We should, however, be grateful for at least one small mercy in the group risk arena. Discussion of “integrated healthcare” seems to be making the transition from 24 carat waffle to referring to concrete actions. A couple of players have finally put their money where their mouth is to reflect their belief that a holistic wellness model can reduce insurance claims. Norwich Union Healthcare and BUPA now offer a structured matrix of discounts to employers who take one or more products from a menu of group critical illness cover (CI), income protection (IP), life, PMI and wellness and absence management type services.

BUPA has been offering discounts of 5% to 30% since October 2007, when it also restructured its entire business as an integrated whole that no longer subdivides between wellness, PMI and group risk.

Lee Lovett, head of specialist sales at BUPA, says: “Feedback from the market suggested we weren’t sufficiently joined up and that our reps were often not aware that other BUPA colleagues had called on the same company. We have therefore put together a two year training programme to enable our reps to represent us over the product range. Eventually we will just use one rep per client and, although we may have to use several reps with the same client at the moment, at least their visits will be coordinated.”

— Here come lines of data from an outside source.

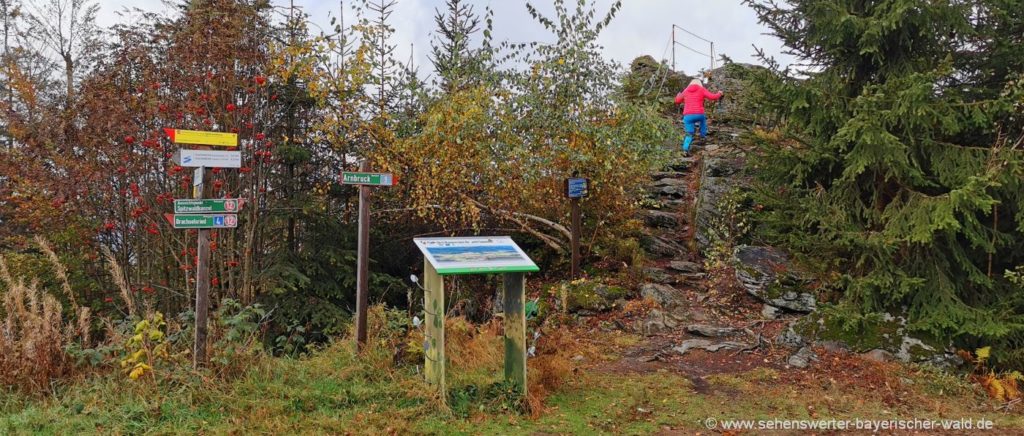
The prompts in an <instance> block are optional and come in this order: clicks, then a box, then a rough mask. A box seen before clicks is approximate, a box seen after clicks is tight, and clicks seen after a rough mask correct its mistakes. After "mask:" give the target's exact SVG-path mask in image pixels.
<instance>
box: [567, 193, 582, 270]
mask: <svg viewBox="0 0 1024 436" xmlns="http://www.w3.org/2000/svg"><path fill="white" fill-rule="evenodd" d="M569 203H571V204H572V237H571V242H570V245H571V246H572V247H571V249H572V274H571V275H572V279H573V280H574V279H577V278H580V232H581V231H582V228H583V224H582V223H581V221H582V219H581V213H580V199H570V200H569Z"/></svg>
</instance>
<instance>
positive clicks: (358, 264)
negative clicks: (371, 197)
mask: <svg viewBox="0 0 1024 436" xmlns="http://www.w3.org/2000/svg"><path fill="white" fill-rule="evenodd" d="M359 171H364V172H366V171H370V163H369V162H368V161H362V164H361V165H360V166H359ZM358 232H359V235H358V242H357V247H356V256H357V259H356V264H357V265H356V269H355V342H356V344H357V347H358V349H359V350H361V349H362V347H364V346H366V344H367V308H368V305H369V303H368V299H369V297H368V295H367V294H368V293H369V292H370V290H369V288H370V276H369V275H370V186H367V185H365V184H360V185H359V228H358Z"/></svg>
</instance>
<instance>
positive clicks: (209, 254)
mask: <svg viewBox="0 0 1024 436" xmlns="http://www.w3.org/2000/svg"><path fill="white" fill-rule="evenodd" d="M196 171H198V172H199V173H200V175H199V177H197V179H198V180H199V181H200V183H199V184H197V185H196V186H195V187H194V189H195V191H194V195H193V197H194V198H196V199H197V200H199V199H202V198H203V188H204V187H206V168H205V167H199V168H197V169H196ZM196 252H197V253H196V254H197V259H196V344H195V345H194V348H193V366H194V367H196V368H199V367H201V366H203V365H205V364H206V337H207V320H208V318H209V310H210V229H209V228H200V229H199V247H198V249H197V251H196Z"/></svg>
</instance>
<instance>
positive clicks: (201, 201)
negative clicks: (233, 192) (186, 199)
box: [174, 199, 242, 214]
mask: <svg viewBox="0 0 1024 436" xmlns="http://www.w3.org/2000/svg"><path fill="white" fill-rule="evenodd" d="M241 208H242V201H241V200H238V199H198V200H175V201H174V213H176V214H216V213H224V212H226V213H229V214H232V213H236V212H238V211H239V209H241Z"/></svg>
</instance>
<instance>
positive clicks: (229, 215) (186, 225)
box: [173, 214, 239, 228]
mask: <svg viewBox="0 0 1024 436" xmlns="http://www.w3.org/2000/svg"><path fill="white" fill-rule="evenodd" d="M173 224H174V228H234V227H238V226H239V216H238V215H234V214H216V215H181V214H178V215H174V218H173Z"/></svg>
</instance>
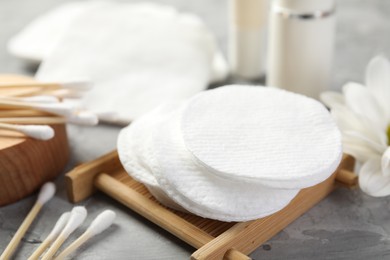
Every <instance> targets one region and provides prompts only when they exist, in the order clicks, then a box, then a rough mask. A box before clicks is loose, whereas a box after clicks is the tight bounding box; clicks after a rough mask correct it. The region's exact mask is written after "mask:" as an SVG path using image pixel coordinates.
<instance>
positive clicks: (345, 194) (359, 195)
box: [0, 0, 390, 259]
mask: <svg viewBox="0 0 390 260" xmlns="http://www.w3.org/2000/svg"><path fill="white" fill-rule="evenodd" d="M63 2H66V1H65V0H29V1H24V0H1V1H0V72H1V73H19V74H28V75H33V73H34V70H33V69H31V68H28V67H26V66H25V64H24V63H23V62H21V61H20V60H17V59H15V58H13V57H12V56H10V55H9V54H8V53H7V51H6V42H7V41H8V39H9V38H10V37H11V36H12V35H14V34H15V33H16V32H18V31H19V30H20V29H21V28H23V26H25V25H26V24H27V23H28V22H29V21H31V20H32V19H33V18H35V17H36V16H38V15H40V14H42V13H43V12H45V11H47V10H49V9H50V8H52V7H54V6H57V5H59V4H60V3H63ZM159 2H163V3H167V4H171V5H174V6H177V7H178V8H179V9H180V10H184V11H190V12H194V13H196V14H198V15H199V16H201V17H202V18H203V19H204V20H205V22H206V23H207V24H208V25H209V26H210V28H211V29H212V30H213V31H214V32H215V34H216V35H217V37H218V40H219V43H220V44H221V46H222V48H223V49H224V50H226V45H227V41H226V39H227V29H226V21H227V17H226V9H227V7H226V5H227V1H226V0H197V1H187V0H160V1H159ZM337 2H338V9H337V19H338V26H337V39H336V53H335V60H334V73H333V81H332V88H333V89H340V87H341V86H342V85H343V84H344V83H345V82H347V81H357V82H363V80H364V68H365V66H366V64H367V63H368V61H369V59H370V58H371V57H373V56H374V55H376V54H385V55H387V56H388V57H390V1H384V0H371V1H365V0H342V1H341V0H339V1H337ZM68 130H69V136H70V146H71V151H72V158H71V162H70V163H69V165H68V167H67V170H69V169H71V168H72V167H73V166H74V165H75V164H76V163H77V162H80V161H87V160H91V159H94V158H96V157H97V156H99V155H102V154H105V153H107V152H108V151H111V150H113V149H114V148H115V145H116V137H117V134H118V132H119V130H120V129H119V128H118V127H109V126H98V127H96V128H85V127H84V128H81V127H69V128H68ZM56 184H57V187H58V192H57V194H56V196H55V198H54V199H53V200H51V201H50V202H49V203H48V204H47V206H45V208H44V209H43V211H42V214H40V216H39V218H38V219H37V220H36V221H35V222H34V224H33V225H32V227H31V228H30V230H29V231H28V233H27V235H26V237H25V239H24V240H23V241H22V243H21V245H20V247H19V248H18V252H17V254H16V259H26V258H27V257H28V256H29V254H30V253H31V252H32V251H33V250H34V249H35V248H36V247H37V246H38V244H39V243H40V242H41V241H42V239H44V238H45V237H46V235H48V233H49V232H50V230H51V228H52V227H53V225H54V223H55V222H56V220H57V218H58V216H59V215H60V214H61V213H62V212H64V211H68V210H70V209H71V208H72V207H73V206H74V205H72V204H71V203H69V202H68V200H67V198H66V194H65V190H64V183H63V175H61V176H60V177H59V178H58V179H57V180H56ZM34 201H35V196H30V197H28V198H26V199H23V200H21V201H20V202H17V203H14V204H12V205H9V206H5V207H2V208H0V251H2V250H3V249H4V248H5V246H6V245H7V244H8V242H9V241H10V239H11V237H12V235H13V234H14V232H15V230H16V229H17V228H18V227H19V225H20V223H21V222H22V220H23V219H24V217H25V216H26V214H27V212H28V211H29V209H30V208H31V206H32V205H33V202H34ZM80 205H84V206H86V208H87V209H88V212H89V216H88V219H87V221H86V222H85V223H84V224H83V226H82V227H81V228H80V229H79V230H78V231H76V232H75V234H74V235H72V239H74V238H75V237H76V236H78V235H80V234H81V232H82V230H84V229H85V228H86V227H87V226H88V224H89V223H90V221H91V220H92V219H93V218H94V217H95V216H96V215H97V214H98V213H99V212H100V211H102V210H103V209H112V210H114V211H115V212H116V213H117V215H118V217H117V220H116V222H115V225H113V226H112V227H111V228H110V229H109V230H108V231H106V232H105V233H104V234H102V235H100V236H98V237H96V238H94V239H93V240H92V241H90V242H89V243H88V244H86V245H85V246H83V247H82V248H80V249H79V250H78V251H77V253H76V254H74V255H73V256H72V257H73V258H74V259H188V258H189V256H190V255H191V253H192V252H193V251H194V249H193V248H191V247H190V246H188V245H186V244H185V243H183V242H181V241H180V240H179V239H177V238H175V237H174V236H172V235H170V234H169V233H167V232H166V231H164V230H163V229H161V228H159V227H157V226H155V225H154V224H152V223H150V222H148V221H147V220H145V219H143V218H142V217H140V216H138V215H137V214H135V213H134V212H132V211H131V210H129V209H127V208H125V207H124V206H122V205H121V204H119V203H117V202H116V201H114V200H112V199H110V198H109V197H107V196H105V195H103V194H96V195H94V196H93V197H91V198H89V199H87V200H85V201H83V202H82V203H80ZM66 244H69V241H68V242H66ZM251 256H252V257H253V258H254V259H390V197H388V198H371V197H369V196H366V195H365V194H363V193H362V192H361V191H359V190H354V191H350V190H344V189H338V190H336V191H335V192H333V193H332V194H331V195H330V196H328V197H327V198H326V199H324V200H323V201H322V202H321V203H319V204H318V205H317V206H315V207H314V208H312V209H311V210H309V211H308V212H307V213H306V214H304V215H303V216H302V217H300V218H299V219H298V220H296V221H295V222H294V223H292V224H291V225H290V226H288V227H287V228H285V229H284V230H283V231H282V232H280V233H279V234H278V235H276V236H275V237H273V238H272V239H271V240H269V241H268V242H267V243H266V244H265V245H263V246H261V247H259V248H258V249H257V250H256V251H255V252H253V253H252V254H251Z"/></svg>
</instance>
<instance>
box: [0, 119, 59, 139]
mask: <svg viewBox="0 0 390 260" xmlns="http://www.w3.org/2000/svg"><path fill="white" fill-rule="evenodd" d="M0 129H6V130H11V131H16V132H20V133H23V134H25V135H26V136H28V137H31V138H34V139H37V140H43V141H46V140H49V139H51V138H53V137H54V130H53V128H51V127H50V126H48V125H13V124H7V123H0Z"/></svg>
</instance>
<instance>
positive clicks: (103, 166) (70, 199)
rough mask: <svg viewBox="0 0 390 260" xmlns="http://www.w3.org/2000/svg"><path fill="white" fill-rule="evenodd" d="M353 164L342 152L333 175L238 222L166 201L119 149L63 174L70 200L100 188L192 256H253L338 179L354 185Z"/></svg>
mask: <svg viewBox="0 0 390 260" xmlns="http://www.w3.org/2000/svg"><path fill="white" fill-rule="evenodd" d="M353 165H354V159H353V158H352V157H350V156H344V157H343V160H342V162H341V164H340V166H339V168H338V169H337V171H336V172H335V173H334V174H333V175H332V176H331V177H330V178H329V179H327V180H325V181H324V182H322V183H320V184H318V185H316V186H313V187H310V188H306V189H303V190H301V191H300V192H299V194H298V195H297V196H296V197H295V198H294V199H293V200H292V202H291V203H290V204H289V205H288V206H286V207H285V208H284V209H282V210H281V211H279V212H277V213H274V214H273V215H270V216H268V217H265V218H261V219H257V220H253V221H248V222H238V223H237V222H221V221H216V220H211V219H204V218H201V217H198V216H195V215H192V214H186V213H182V212H178V211H174V210H171V209H169V208H166V207H164V206H162V205H161V204H159V203H158V202H157V201H156V200H155V199H154V198H153V196H152V195H151V194H150V193H149V192H148V190H147V189H146V188H145V186H143V185H142V184H140V183H138V182H137V181H135V180H134V179H132V178H131V177H130V176H129V175H128V174H127V173H126V172H125V170H124V169H123V168H122V165H121V163H120V161H119V158H118V154H117V152H116V151H114V152H111V153H109V154H107V155H105V156H103V157H101V158H99V159H97V160H94V161H92V162H89V163H85V164H83V165H80V166H78V167H76V168H75V169H74V170H72V171H71V172H69V173H68V174H67V175H66V179H65V180H66V186H67V192H68V196H69V199H70V201H72V202H74V203H76V202H79V201H81V200H83V199H85V198H87V197H89V196H91V195H92V194H93V193H94V192H95V191H96V190H101V191H103V192H104V193H106V194H107V195H109V196H110V197H112V198H114V199H116V200H117V201H119V202H120V203H122V204H124V205H125V206H127V207H129V208H130V209H132V210H134V211H135V212H137V213H138V214H140V215H142V216H144V217H145V218H147V219H149V220H150V221H152V222H154V223H155V224H157V225H159V226H160V227H162V228H164V229H165V230H167V231H169V232H170V233H172V234H174V235H175V236H177V237H178V238H180V239H181V240H183V241H184V242H186V243H188V244H189V245H191V246H193V247H194V248H196V249H197V250H196V251H195V252H194V253H193V254H192V256H191V259H207V260H210V259H250V258H249V257H248V256H247V254H250V253H251V252H253V251H254V250H255V249H256V248H257V247H259V246H260V245H261V244H262V243H264V242H266V241H267V240H269V239H270V238H271V237H272V236H274V235H275V234H277V233H278V232H279V231H281V230H282V229H283V228H285V227H286V226H287V225H289V224H290V223H291V222H293V221H294V220H295V219H297V218H298V217H299V216H301V215H302V214H303V213H305V212H306V211H307V210H309V209H310V208H311V207H313V206H314V205H315V204H317V203H318V202H319V201H320V200H322V199H323V198H325V197H326V196H327V195H328V194H329V193H330V192H331V191H332V190H333V189H334V188H335V187H336V186H337V184H340V185H344V186H348V187H352V186H355V185H356V181H357V179H356V176H355V175H354V174H353V172H352V170H353Z"/></svg>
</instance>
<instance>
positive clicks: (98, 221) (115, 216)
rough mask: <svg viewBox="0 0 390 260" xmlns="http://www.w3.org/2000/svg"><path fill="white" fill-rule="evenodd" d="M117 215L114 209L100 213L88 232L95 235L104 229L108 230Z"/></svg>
mask: <svg viewBox="0 0 390 260" xmlns="http://www.w3.org/2000/svg"><path fill="white" fill-rule="evenodd" d="M115 217H116V214H115V212H114V211H112V210H105V211H103V212H102V213H100V214H99V216H97V217H96V218H95V220H94V221H92V223H91V225H90V226H89V228H88V230H87V232H90V234H91V235H92V236H95V235H97V234H99V233H101V232H103V231H104V230H106V229H107V228H108V227H109V226H111V225H112V223H113V222H114V219H115Z"/></svg>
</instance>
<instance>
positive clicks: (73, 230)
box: [60, 206, 87, 237]
mask: <svg viewBox="0 0 390 260" xmlns="http://www.w3.org/2000/svg"><path fill="white" fill-rule="evenodd" d="M86 217H87V210H86V209H85V207H81V206H78V207H74V208H73V209H72V211H71V213H70V217H69V220H68V223H67V224H66V226H65V227H64V229H63V230H62V232H61V234H60V236H64V237H68V236H69V235H70V234H71V233H72V232H73V231H75V230H76V229H77V228H78V227H79V226H80V225H81V224H82V223H83V222H84V220H85V219H86Z"/></svg>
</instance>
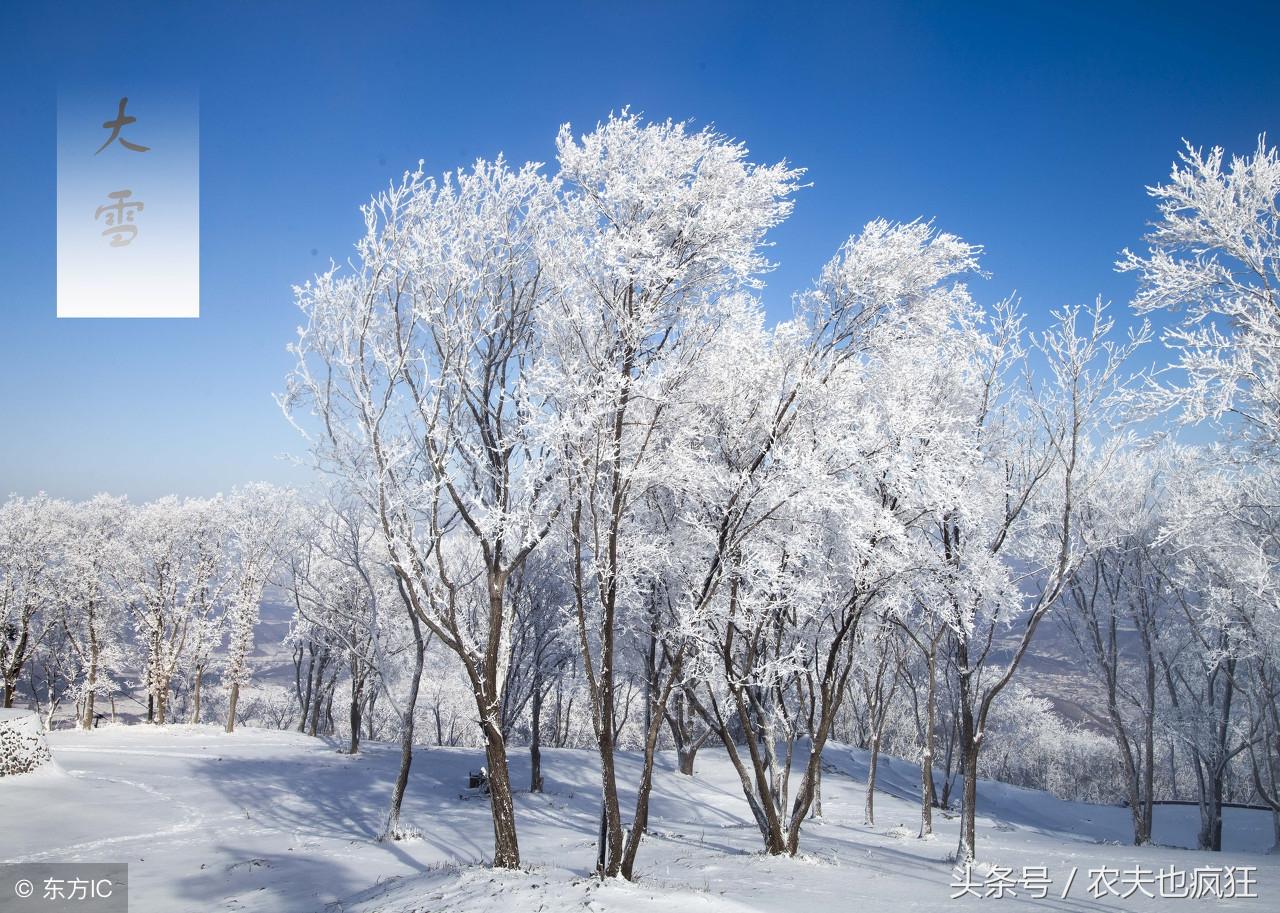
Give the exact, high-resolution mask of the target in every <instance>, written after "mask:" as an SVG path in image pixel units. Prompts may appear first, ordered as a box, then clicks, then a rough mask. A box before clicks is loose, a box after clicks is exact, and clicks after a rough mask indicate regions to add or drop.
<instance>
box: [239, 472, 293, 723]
mask: <svg viewBox="0 0 1280 913" xmlns="http://www.w3.org/2000/svg"><path fill="white" fill-rule="evenodd" d="M225 510H227V525H228V533H229V542H228V543H227V561H225V563H227V569H225V574H227V578H228V579H227V581H225V590H227V613H225V617H227V627H228V638H227V642H228V643H227V663H225V665H227V671H225V683H227V685H228V688H229V694H228V706H227V731H228V732H233V731H236V706H237V704H238V702H239V693H241V688H242V686H243V685H246V684H248V681H250V672H251V670H250V665H248V658H250V654H251V653H252V652H253V629H255V627H256V626H257V622H259V617H260V610H261V604H262V593H264V590H265V589H266V585H268V583H269V581H270V579H271V574H273V571H274V570H275V566H276V563H278V562H279V561H280V554H282V552H283V549H284V548H285V547H287V543H288V539H289V538H292V537H294V535H296V531H294V530H293V529H291V519H292V515H293V511H292V505H291V494H289V493H287V492H282V490H280V489H278V488H275V487H273V485H268V484H262V483H257V484H251V485H246V487H243V488H239V489H237V490H236V492H233V493H232V497H230V498H229V499H228V501H227V508H225Z"/></svg>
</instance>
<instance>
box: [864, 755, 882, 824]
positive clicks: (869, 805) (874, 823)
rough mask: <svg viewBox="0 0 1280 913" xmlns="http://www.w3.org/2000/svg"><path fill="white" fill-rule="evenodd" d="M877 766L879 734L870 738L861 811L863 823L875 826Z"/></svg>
mask: <svg viewBox="0 0 1280 913" xmlns="http://www.w3.org/2000/svg"><path fill="white" fill-rule="evenodd" d="M878 766H879V732H877V734H876V735H874V736H872V759H870V763H869V764H868V766H867V805H865V807H864V809H863V823H864V825H867V826H868V827H874V826H876V768H877V767H878Z"/></svg>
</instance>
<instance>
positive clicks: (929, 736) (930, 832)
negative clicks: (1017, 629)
mask: <svg viewBox="0 0 1280 913" xmlns="http://www.w3.org/2000/svg"><path fill="white" fill-rule="evenodd" d="M925 665H927V667H928V685H927V688H925V697H924V754H922V755H920V836H922V837H929V836H933V804H934V803H936V802H937V795H936V793H934V788H933V744H934V731H933V727H934V722H933V718H934V706H936V703H937V693H938V666H937V642H934V644H933V649H931V650H929V653H928V654H927V656H925Z"/></svg>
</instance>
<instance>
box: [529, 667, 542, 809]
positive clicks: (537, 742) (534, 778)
mask: <svg viewBox="0 0 1280 913" xmlns="http://www.w3.org/2000/svg"><path fill="white" fill-rule="evenodd" d="M532 702H534V706H532V707H531V708H530V732H529V767H530V773H529V791H530V793H541V791H543V735H541V734H543V725H541V721H543V679H541V674H538V675H536V676H535V677H534V695H532Z"/></svg>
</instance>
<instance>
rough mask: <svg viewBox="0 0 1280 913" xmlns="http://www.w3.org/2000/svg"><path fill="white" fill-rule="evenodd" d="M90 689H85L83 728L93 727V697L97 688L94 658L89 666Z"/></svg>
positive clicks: (82, 722)
mask: <svg viewBox="0 0 1280 913" xmlns="http://www.w3.org/2000/svg"><path fill="white" fill-rule="evenodd" d="M86 684H87V686H88V689H87V690H86V691H84V716H83V717H81V729H93V697H95V691H96V689H97V663H96V662H93V661H92V659H91V661H90V667H88V679H87V680H86Z"/></svg>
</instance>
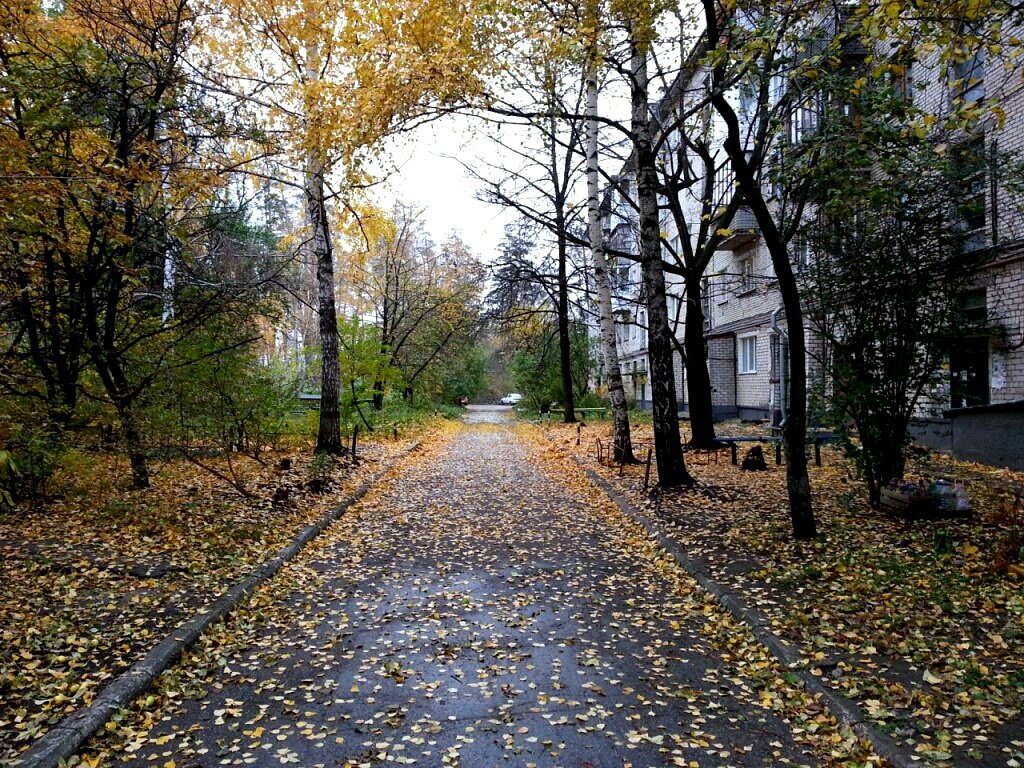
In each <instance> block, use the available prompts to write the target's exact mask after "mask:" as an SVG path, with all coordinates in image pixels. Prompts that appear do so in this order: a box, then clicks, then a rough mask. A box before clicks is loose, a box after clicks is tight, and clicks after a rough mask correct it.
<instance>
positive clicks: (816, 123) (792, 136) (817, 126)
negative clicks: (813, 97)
mask: <svg viewBox="0 0 1024 768" xmlns="http://www.w3.org/2000/svg"><path fill="white" fill-rule="evenodd" d="M818 117H819V109H818V105H817V104H816V103H815V99H814V98H813V97H811V98H808V99H807V100H805V101H804V102H803V103H800V104H798V105H797V106H796V108H795V109H794V111H793V112H792V113H790V143H792V144H799V143H800V142H801V141H804V140H805V139H808V138H810V137H811V136H813V135H814V134H815V133H816V132H817V130H818Z"/></svg>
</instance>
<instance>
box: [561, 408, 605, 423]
mask: <svg viewBox="0 0 1024 768" xmlns="http://www.w3.org/2000/svg"><path fill="white" fill-rule="evenodd" d="M572 412H573V413H574V414H577V416H579V417H580V419H581V420H582V421H587V414H595V415H597V416H598V417H603V416H604V415H605V414H606V413H608V409H606V408H577V409H573V410H572ZM564 413H565V409H563V408H553V409H549V411H548V414H549V415H550V414H564Z"/></svg>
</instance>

In December 2007, Norwich Union Healthcare, which has not undergone any such official restructuring, introduced a similar broad range of discounts. It has also gone a step further by offering corporate clients 5% to 25% premium discounts on individual home, motor and travel insurance policies.

Demand for group risk products via flex continues to grow steadily and, as far as CI is concerned, flex represents the only real growth area. Although CI researches well with employees, it continues to be a low priority for employers seeking to offer company-paid health cover.